Get Adobe Flash player


postheadericon Поль Вен. КАК ПИШУТ ИСТОРИЮ. Страница 208

Сознание - не ключ к действию

Конечно, все, что мы говорим о самих себе, выдает - в обоих смыслах слова - нашу praxis; мы живем, не будучи в состоянии сформулировать логику наших поступков, наши действия разбираются в этом лучше нас самих, и праксеология так же имплицитна для действующего лица, как правила грамматики - для говорящего; поэтому было бы неразумно требовать от простых крестоносцев, от донатистов или от буржуа, чтобы они высказали по поводу крестового похода, раскола или капитализма некую истину, которую историку было бы весьма затруднительно сформулировать. Зазор между мыслью и действием характерен для любой сферы, и если бы здесь был обман, то он был бы повсюду: у художника, выступающего за эстетику, не совсем такую, как в Критике способности суждения, у исследователя, чья методика не соответствует его методологии. Вот почему заинтересованные лица: художники, исследователи или мелкие буржуа, - возмущаются, когда подвергается критике то, как они формулируют свои мотивы: они «себя знают» и потому хорошо понимают, что не лгут, даже если им не удается ясно описать то недробимое, непроницаемое ядро, каким представляются им самим их действия.

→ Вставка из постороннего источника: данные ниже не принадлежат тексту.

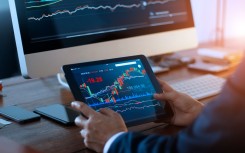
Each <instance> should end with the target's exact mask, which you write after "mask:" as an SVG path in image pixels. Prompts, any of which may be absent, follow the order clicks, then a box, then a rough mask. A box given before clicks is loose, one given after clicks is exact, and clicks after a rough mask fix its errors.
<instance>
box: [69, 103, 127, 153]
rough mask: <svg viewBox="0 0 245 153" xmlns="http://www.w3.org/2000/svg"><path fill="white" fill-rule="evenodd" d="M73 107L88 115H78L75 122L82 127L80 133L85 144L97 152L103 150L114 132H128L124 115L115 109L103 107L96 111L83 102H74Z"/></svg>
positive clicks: (91, 148)
mask: <svg viewBox="0 0 245 153" xmlns="http://www.w3.org/2000/svg"><path fill="white" fill-rule="evenodd" d="M72 107H73V108H75V109H77V110H78V111H80V112H81V113H82V114H83V115H84V116H86V117H84V116H82V115H80V116H78V117H77V118H76V119H75V123H76V125H77V126H79V127H81V129H82V130H81V131H80V133H81V136H82V137H83V138H84V144H85V146H86V147H88V148H90V149H92V150H94V151H96V152H102V151H103V148H104V146H105V143H106V142H107V141H108V140H109V139H110V137H112V136H113V135H114V134H116V133H119V132H127V127H126V125H125V123H124V121H123V119H122V117H121V116H120V115H119V114H118V113H116V112H114V111H113V110H110V109H107V108H102V109H100V111H99V112H96V111H94V110H93V109H92V108H90V107H89V106H87V105H86V104H84V103H82V102H72Z"/></svg>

Действия человека значительно шире его представлений о них; большая часть того, что он делает, не имеет отклика в его мыслях и чувствах. В противном случае реальный отклик огромных «институированных» комплексов, таких, как религия и культурная жизнь, сводился бы к дискретным эмоциональным моментам в нежнейшем слое души у немногочисленной элиты. Человек как вид имеет определенную природу и не объясним с точки зрения одной лишь истории; данный вид и его действия всегда и повсюду примерно одинаковы, вернее, разнообразие его деятельности и его взглядов меньше, а его способность выйти за эти пределы гораздо слабее, чем можно было бы ожидать a priori; человек не живет по воле случая; однако в его сознании не заметно достаточных причин для тех ограничений, которым оно чаще всего подчиняется, служит или находит рационалистическое объяснение - и значительно реже оно вводит их сознательно. Мы не знаем, какие инстинктивные программы, какие праксеологические расчеты управляют без нашего ведома большей частью нашего поведения. Мы видим, что люди повсюду живут в группах, племенах, городах и нациях, при том что эти объединения не соответствуют каким-то раз и навсегда установленным социологическим условиям (естественные границы, языковая общность, экономическое единство...): любое из этих объединений выглядит своеобразной комплексной реакцией на «матрицу установок», содержание которой в каждом случае — новое, и значимость самих установок представляется не абсолютной, а зависящей от отношений между ними самими. Все происходит так, будто вездесущность политической жизни объясняется одной из инстинктивных «программ», известных ныне из этологии животных: они не просто реагируют на некий стимул, а сами ищут, чему бы придать роль стимула. А как объяснить медлительность истории, устойчивость наций и классов, и все то, что Троцкий называл непостижимой косностью масс, которая, в конечном счете, является самой поразительной чертой истории?